3. Conclusions: intégrité médicale et respect de l'autonomie
5
Dans une conception "inclusive" de l'objection de conscience, le périmètre de la
conscience est plus large et inclut des croyances qui ne sont pas directement en rapport avec
la doctrine religieuse, mais qui font partie de la conception que l’agent se fait de sa propre
intégrité à la fois morale et professionnelle. Considérée sous l'angle de l'affrontement entre
des conceptions alternatives de l'intégrité médicale, la question de l'objection de conscience
devient à la fois plus difficile à régler d’un point de vue pratique et plus intéressante d'un
point de vue éthique. Elle est plus difficile à régler d'un point de vue pratique parce que les
procédures médicales concernées iraient au-delà de l'IVG et de l'euthanasie et seraient
potentiellement plus nombreuses et plus variées. La pratique médicale supposerait pour
chaque cas spécifique un accord entre médecin traitant et patient autour de valeurs
fondamentales : ainsi un médecin qui serait lui-même gai, ou simplement gagné à l’idée d'une
liberté reproductive très large, pourrait mieux accompagner un couple de femmes lesbiennes
au cours d'un projet d'assistance médicale à la procréation. Ce genre d'"appariement" entre
médecins et patients partageant les mêmes valeurs n'est pas aisé. D'un point de vue éthique
l'approche "inclusive" à la question de l'objection de conscience constitue un défi plus
ambitieux que l'approche "étroite". Elle suppose de s'éloigner d'un strict libéralisme pluraliste
que Philip Pettit appelle "vulnérable" et adopter un libéralisme plus "résilient" qui se bat
positivement pour l'importance du respect de l'autonomie des patients dans tous les domaines
des soins et pour une redéfinition de l'intégrité médicale qui inclut par exemple le devoir
d'assurer aux patients une mort digne, même au prix d'une aide active à mourir.

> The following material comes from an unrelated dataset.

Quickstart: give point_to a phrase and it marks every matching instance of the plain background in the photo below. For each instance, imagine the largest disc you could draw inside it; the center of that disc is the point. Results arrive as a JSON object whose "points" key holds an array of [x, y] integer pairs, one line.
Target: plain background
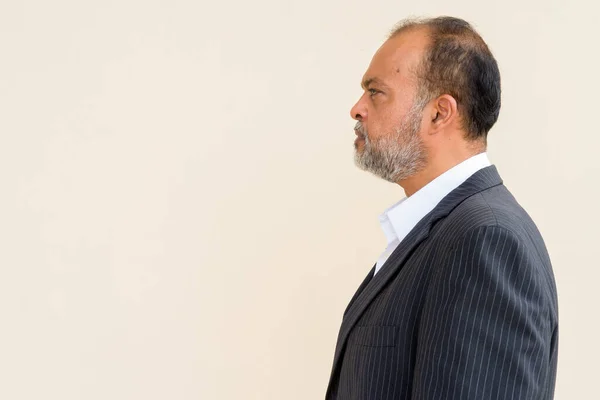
{"points": [[180, 216]]}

"L'intégrité signifie unité. Nous utilisons le terme pour décrire quelqu'un qui est à la hauteur
de ses propres normes" (Christine Koorsgard, "The sources of normativity", p. 8).
En même temps, l'intégrité défendue par l'approche "inclusive" doit être entendue comme une
"vertu sociale", et non simplement comme la défense de sa propre identité individuelle:
"L'intégrité inclut le fait de reconnaître que les autres doivent eux-mêmes agir en conformité
avec leur propre conscience (..) Cela veut dire que quand il y a désaccord sur ce qu'il convient
de faire, l'intégrité nous demande de faire deux choses à la fois : tenir bon sur nos propres
convictions et en même temps prendre au sérieux les doutes qu'elles peuvent susciter chez les
autres. Par conséquent, ni l'ambivalence ni le compromis ne semblent indiquer un défaut
d'intégrité" (C. Calhoun, "Standing for something", Journal of Philosophy, 1995, 92/5 : p.
260). Si on peut que réglementer l'OC au sens strict du terme, on ne peut que négocier
l'objection de conscience au sens inclusif du terme, tout en s’efforçant d’élaborer et de faire
accepter par une grande partie des médecins une conception de l'intégrité médicale qui
comprenne une réelle prise en compte des valeurs des patients, au delà de ses propres valeurs
strictement personnelles. Le débat qui se cache (à peine) derrière celui de l'OC est la
définition de la profession médicale elle-même.